One of the most popular and versatile white wine grapes, Chardonnay offers a wide range of flavors and styles depending on where it is grown and how it is made. While practically every country in the wine producing world grows it, Chardonnay from its Burgundian homeland produces some of the most remarkable and longest lived examples. As far as cellar potential, white Burgundy rivals the world’s other age-worthy whites like Riesling or botrytized Semillon. California is Chardonnay’s second most important home, where both oaky, buttery styles and leaner, European-inspired wines enjoy great popularity. Oregon, Australia and South America are also significant producers of Chardonnay.
Tasting Notes for Chardonnay
Chardonnay is a dry, white wine. When Chardonnay grapes are planted on cool sites, the resulting wine's flavors tend towards grapefruit, lemon zest, green apple, celery leaf and wet flint, while warmer locations coax out richer, more tropical flavors of melon, peach and pineapple. Oak can add notes of vanilla, coconut and spice, while malolactic fermentation imparts a soft and creamy texture.
Perfect Food Pairings for Chardonnay
Chardonnay is as versatile at the table as it is in the vineyard.
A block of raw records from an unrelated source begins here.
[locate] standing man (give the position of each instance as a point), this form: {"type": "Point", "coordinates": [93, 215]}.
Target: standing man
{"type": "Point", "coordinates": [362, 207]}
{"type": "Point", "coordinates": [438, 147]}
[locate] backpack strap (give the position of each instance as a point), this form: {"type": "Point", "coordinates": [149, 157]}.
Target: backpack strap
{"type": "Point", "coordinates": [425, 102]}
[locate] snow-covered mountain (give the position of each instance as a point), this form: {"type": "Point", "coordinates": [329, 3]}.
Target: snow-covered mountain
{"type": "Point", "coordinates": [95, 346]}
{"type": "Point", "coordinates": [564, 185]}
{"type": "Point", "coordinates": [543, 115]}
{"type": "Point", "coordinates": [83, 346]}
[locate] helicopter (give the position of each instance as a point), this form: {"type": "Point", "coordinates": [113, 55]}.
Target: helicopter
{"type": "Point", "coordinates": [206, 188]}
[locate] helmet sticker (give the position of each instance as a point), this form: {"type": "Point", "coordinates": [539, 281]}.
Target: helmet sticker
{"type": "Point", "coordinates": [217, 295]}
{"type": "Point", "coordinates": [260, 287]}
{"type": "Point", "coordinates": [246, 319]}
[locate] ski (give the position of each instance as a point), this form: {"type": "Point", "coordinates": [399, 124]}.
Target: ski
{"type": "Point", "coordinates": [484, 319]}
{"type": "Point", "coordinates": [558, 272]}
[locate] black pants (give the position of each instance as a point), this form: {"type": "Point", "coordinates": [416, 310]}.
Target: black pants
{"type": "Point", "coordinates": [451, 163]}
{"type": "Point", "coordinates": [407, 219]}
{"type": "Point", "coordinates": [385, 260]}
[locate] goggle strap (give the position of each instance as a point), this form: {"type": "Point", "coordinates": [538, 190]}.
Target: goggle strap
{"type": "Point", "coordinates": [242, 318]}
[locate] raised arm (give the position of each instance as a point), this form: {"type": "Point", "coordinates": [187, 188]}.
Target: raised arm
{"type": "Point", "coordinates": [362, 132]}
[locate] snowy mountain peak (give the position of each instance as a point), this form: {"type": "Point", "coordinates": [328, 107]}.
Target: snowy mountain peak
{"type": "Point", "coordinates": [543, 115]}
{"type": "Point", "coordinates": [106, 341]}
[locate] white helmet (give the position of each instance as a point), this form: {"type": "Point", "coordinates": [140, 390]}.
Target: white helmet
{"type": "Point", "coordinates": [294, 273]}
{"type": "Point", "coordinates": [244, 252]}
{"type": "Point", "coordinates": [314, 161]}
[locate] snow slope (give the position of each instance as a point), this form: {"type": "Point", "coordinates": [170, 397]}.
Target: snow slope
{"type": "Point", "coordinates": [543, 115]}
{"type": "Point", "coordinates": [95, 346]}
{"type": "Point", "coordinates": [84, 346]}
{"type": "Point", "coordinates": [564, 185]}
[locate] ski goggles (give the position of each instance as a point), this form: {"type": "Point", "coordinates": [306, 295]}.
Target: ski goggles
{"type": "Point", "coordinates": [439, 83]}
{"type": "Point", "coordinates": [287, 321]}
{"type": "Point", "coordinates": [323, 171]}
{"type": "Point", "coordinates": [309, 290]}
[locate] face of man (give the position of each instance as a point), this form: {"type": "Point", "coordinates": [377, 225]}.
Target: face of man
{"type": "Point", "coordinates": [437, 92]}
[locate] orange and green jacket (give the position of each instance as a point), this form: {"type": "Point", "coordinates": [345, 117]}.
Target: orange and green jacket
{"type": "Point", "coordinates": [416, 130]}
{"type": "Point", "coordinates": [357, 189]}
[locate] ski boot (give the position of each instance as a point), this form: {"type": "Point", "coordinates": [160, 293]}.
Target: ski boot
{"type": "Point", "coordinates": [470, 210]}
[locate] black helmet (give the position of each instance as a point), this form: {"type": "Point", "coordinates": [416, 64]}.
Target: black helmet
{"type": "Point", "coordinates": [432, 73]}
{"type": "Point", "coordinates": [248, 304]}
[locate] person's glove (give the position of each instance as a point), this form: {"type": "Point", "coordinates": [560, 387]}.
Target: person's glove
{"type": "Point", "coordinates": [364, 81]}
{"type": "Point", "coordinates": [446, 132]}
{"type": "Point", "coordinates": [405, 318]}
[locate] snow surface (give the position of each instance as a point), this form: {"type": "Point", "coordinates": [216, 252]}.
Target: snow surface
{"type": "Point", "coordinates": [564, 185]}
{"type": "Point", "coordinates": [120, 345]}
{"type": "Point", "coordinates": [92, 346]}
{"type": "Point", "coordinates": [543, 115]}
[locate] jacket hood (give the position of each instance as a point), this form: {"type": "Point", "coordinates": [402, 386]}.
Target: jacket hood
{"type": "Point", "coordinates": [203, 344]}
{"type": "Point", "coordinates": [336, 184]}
The crisp, clean, Chablis-like styles go well with flaky white fish with herbs, scallops, turkey breast and soft cheeses. Richer Chardonnays marry well with lobster, crab, salmon, roasted chicken and creamy sauces.
Sommelier Secrets for Chardonnay
Since the 1980s, big, oaky, buttery Chardonnays from California have enjoyed explosive popularity. More recently, the pendulum has swung in the opposite direction, towards a clean, crisp style that rarely utilizes new oak. The Burgundian subregion of Chablis, while typically using older oak barrels, produces a similar bright and acid-driven style. Anyone who doesn't like oaky Chardonnay would likely enjoy this lighter style.